Oleh : Murni supirman
Tindakan kekerasan Pemerintah
China terhadap etnis minoritas Muslim Uyghur telah mendapat kecaman
internasional. Namun beberapa suara yang sebenarnya signifikan, yakni dari
negara-negara Muslim malah nyaris tak terdengar.
PBB memperkirakan sekitar 1 juta
warga dari etnis Uyghur, Kazakh dan minoritas lainnya diduga telah ditahan di
Xinjiang barat laut China sejak 2017.
Para pengamat mengatakan
pemerintah negara-negara Muslim memang tidak dimasukkan ke dalam satu kategori,
namun, ada sejumlah kesamaan utama di balik kebisuan mereka, yakni pertimbangan
politik, ekonomi dan kebijakan luar negeri.

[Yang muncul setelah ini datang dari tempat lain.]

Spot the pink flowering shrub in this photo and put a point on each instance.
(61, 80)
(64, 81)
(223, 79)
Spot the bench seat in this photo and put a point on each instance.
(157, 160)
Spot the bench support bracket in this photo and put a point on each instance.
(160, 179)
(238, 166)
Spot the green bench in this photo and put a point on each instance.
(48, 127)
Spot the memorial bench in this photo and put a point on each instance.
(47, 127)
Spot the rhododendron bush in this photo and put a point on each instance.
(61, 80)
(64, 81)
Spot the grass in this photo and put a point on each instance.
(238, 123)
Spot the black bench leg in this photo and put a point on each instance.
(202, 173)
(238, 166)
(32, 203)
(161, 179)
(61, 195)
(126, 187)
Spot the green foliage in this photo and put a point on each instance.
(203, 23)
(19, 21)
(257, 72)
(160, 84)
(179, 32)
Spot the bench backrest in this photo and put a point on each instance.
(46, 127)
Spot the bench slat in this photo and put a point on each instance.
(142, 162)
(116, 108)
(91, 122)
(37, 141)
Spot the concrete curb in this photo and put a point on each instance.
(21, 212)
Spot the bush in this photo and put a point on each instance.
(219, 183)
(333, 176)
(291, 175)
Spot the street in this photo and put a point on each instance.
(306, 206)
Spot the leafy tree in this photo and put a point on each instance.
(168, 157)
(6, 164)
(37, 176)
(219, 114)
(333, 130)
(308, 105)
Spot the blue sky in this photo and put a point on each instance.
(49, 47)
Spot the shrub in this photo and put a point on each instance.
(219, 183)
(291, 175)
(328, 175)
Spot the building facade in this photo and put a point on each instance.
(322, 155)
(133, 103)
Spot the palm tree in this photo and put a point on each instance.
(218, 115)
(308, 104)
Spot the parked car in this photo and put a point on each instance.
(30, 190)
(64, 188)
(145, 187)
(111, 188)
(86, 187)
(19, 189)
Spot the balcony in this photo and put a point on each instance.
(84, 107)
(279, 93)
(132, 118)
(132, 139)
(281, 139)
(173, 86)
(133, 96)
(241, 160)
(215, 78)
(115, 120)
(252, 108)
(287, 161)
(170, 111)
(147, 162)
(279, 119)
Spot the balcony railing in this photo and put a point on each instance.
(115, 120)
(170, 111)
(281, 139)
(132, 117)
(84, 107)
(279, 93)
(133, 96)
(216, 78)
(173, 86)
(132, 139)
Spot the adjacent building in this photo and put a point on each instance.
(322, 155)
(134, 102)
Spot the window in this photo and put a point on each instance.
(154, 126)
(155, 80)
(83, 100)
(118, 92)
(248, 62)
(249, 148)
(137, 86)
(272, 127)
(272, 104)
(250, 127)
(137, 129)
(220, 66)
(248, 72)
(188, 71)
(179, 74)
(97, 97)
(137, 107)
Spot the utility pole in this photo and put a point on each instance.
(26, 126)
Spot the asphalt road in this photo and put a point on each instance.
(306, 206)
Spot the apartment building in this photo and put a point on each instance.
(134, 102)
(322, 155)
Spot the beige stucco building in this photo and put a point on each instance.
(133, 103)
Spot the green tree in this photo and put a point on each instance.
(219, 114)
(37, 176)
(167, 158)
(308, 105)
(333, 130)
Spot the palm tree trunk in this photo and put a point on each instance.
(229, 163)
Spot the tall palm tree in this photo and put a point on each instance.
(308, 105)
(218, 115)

Pakar kebijakan China Michael
Clarke, dari Universitas Nasional Australia, mengatakan kepada ABC bahwa
kekuatan ekonomi China dan takut mendapat balasan menjadi faktor besar dalam
politik komunitas Muslim.
"Kita menghadapai salah satu
negara paling kuat di dunia," kata Dr Clarke.
"Sangat menyedihkan karena
orang-orang Uyghur mendapat perlakuan ini."
Sebaliknya, negara-negara seperti
Australia dan Amerika Serikat secara terbuka mengecam tindakan Pemerintah China
di wilayah tersebut. (TEMPO.COM)
Di Indonesia sampai Hari ini tak
ada satupun kecaman berarti yang keluar dari mulut penguasanya baik dari
presiden, para mentri-mentrinya sampai dari petinggi-petinggi ormas Islam terbesar
di indonesia pun tidak terdengar kecaman itu. Ini mengherankan, mengingat
Indonesia adalah negara dengan penduduk muslim terbesar di dunia, bahkan
presidennya disebut-sebut sebagai tokoh Muslim paling berpengaruh Justru
diamnya menjadi tanda tanya besar bagi umat Islam termasuk pemain sepak bola
mesut ozil.
Apa yang dilakukan oleh penguasa
dan jajarannya termasuk ormas Islam terbesar di Indonesia, menyalahi sifat yang
harusnya dimiliki seorang atau kelompok Islam terbesar bagaimana harusnya
mereka berinteraksi dan bersikap keras kepada negara yang menindas kaum muslim
yang ada di Uighur Sana.
Justru yang ada malah Ketua Umum
PBNU Said Aqil Siradj berjabat tangan mesra menyambut pemberian santunan dari
Duta Besar Republik Rakyat Tiongkok untuk Indonesia Xie Feng bagi 500 anak
yatim piatu dan santri NU. Bahkan dalam kesempatan itu, Said mengimbau kepada
Umat Islam di Tiongkok untuk bisa menjaga kondusifitas dengan tak mengusik
ranah politik pemerintahan RRT. Ini agar mereka bisa hidup dengan tetap damai.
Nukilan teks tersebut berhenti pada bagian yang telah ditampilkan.